A Polícia Federal afirmou em relatório que não encontrou indícios de crime de violação de sigilo funcional cometido pelo jornalista Luís Pablo, alvo de apuração relacionada a publicações contra o ministro Flávio Dino, do Supremo Tribunal Federal (STF). O documento, que integra investigação autorizada pelo ministro Alexandre de Moraes, conclui que não é possível "apontar com máxima certeza" que Luís Pablo tenha recebido dinheiro para publicar reportagens contra Dino.
A investigação teve origem em reportagens publicadas por Luís Pablo sobre suposto uso irregular de carros oficiais por Flávio Dino e familiares no Maranhão. O jornalista já havia sido alvo de busca e apreensão em março, após a divulgação dessas publicações.

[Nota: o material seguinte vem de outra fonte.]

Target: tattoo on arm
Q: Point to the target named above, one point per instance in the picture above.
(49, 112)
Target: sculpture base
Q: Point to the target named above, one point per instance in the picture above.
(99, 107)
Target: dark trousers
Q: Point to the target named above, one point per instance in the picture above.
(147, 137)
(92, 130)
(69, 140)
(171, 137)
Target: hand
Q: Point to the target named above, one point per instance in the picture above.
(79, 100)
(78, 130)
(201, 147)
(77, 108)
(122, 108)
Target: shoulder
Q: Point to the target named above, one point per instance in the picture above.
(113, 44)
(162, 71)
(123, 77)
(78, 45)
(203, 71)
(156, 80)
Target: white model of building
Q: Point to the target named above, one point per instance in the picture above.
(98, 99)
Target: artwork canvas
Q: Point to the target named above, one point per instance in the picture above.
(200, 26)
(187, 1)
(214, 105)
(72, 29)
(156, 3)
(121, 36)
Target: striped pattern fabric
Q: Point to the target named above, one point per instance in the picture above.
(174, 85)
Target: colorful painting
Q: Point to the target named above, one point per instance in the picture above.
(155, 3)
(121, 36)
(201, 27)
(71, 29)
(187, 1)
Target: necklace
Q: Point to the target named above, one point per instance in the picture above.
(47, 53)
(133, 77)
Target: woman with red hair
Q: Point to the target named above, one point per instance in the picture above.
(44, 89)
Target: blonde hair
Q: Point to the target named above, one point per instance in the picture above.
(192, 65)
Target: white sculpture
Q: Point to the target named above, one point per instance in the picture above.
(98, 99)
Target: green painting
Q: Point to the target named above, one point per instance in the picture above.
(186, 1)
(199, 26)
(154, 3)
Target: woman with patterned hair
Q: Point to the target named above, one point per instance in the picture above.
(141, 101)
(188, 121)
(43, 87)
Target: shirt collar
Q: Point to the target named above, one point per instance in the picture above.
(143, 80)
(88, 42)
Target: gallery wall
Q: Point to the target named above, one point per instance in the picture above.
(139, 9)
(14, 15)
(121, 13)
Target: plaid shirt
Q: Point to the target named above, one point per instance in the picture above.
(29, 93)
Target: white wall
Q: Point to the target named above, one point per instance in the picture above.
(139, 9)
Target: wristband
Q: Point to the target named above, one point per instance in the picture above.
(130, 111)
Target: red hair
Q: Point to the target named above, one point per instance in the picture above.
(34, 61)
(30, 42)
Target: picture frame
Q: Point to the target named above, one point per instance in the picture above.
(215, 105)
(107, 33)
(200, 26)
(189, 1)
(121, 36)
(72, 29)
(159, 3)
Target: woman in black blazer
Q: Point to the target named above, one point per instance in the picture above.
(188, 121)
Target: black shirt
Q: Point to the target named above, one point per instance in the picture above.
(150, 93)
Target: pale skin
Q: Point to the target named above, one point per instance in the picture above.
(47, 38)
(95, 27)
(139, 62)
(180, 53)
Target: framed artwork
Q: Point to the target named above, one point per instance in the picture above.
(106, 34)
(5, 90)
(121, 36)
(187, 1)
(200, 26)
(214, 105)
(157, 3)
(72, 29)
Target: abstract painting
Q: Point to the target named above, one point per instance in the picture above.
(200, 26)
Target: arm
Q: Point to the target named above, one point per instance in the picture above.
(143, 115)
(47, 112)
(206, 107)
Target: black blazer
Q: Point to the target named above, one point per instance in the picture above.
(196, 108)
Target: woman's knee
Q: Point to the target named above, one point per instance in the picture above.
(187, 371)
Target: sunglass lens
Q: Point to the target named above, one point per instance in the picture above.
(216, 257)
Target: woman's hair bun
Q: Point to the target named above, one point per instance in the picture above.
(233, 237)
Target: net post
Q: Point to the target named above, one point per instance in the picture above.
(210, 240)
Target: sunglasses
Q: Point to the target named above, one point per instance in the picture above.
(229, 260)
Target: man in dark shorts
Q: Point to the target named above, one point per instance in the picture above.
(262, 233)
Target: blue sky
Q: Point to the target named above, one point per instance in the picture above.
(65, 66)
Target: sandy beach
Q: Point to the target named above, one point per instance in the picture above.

O caso envolve uma operação autorizada por Moraes contra pessoas apontadas pela PF como possíveis fontes do jornalista. Na semana passada, Moraes determinou busca e apreensão contra Raimundo Cutrim, ex-secretário do governo do Maranhão, e Diogo Diniz Lima, advogado e ex-secretário de Urbanismo e Habitação de São Luís.
No relatório, a PF registra a existência de um depósito de R$ 100 mil ligado a Diogo Lima e Luís Pablo, mas afirma que os elementos analisados não permitem concluir que o valor tenha relação com atividade jornalística. O documento detalha que o montante foi recebido na conta de outra pessoa, Danilo Cutrim Bezerra, e que "não é cabível apontar com máxima certeza" que se trate de pagamento destinado a matérias jornalísticas.
A PF afirma ainda que os R$ 100 mil identificados foram usados em uma operação relacionada à compra de um imóvel rural de R$ 461 mil, quitado por Luís Pablo. A corporação, no entanto, ressalta que ainda há lacunas sobre a real motivação do depósito. O relatório, portanto, mantém em aberto a natureza da transação, sem vincular o valor a qualquer crime.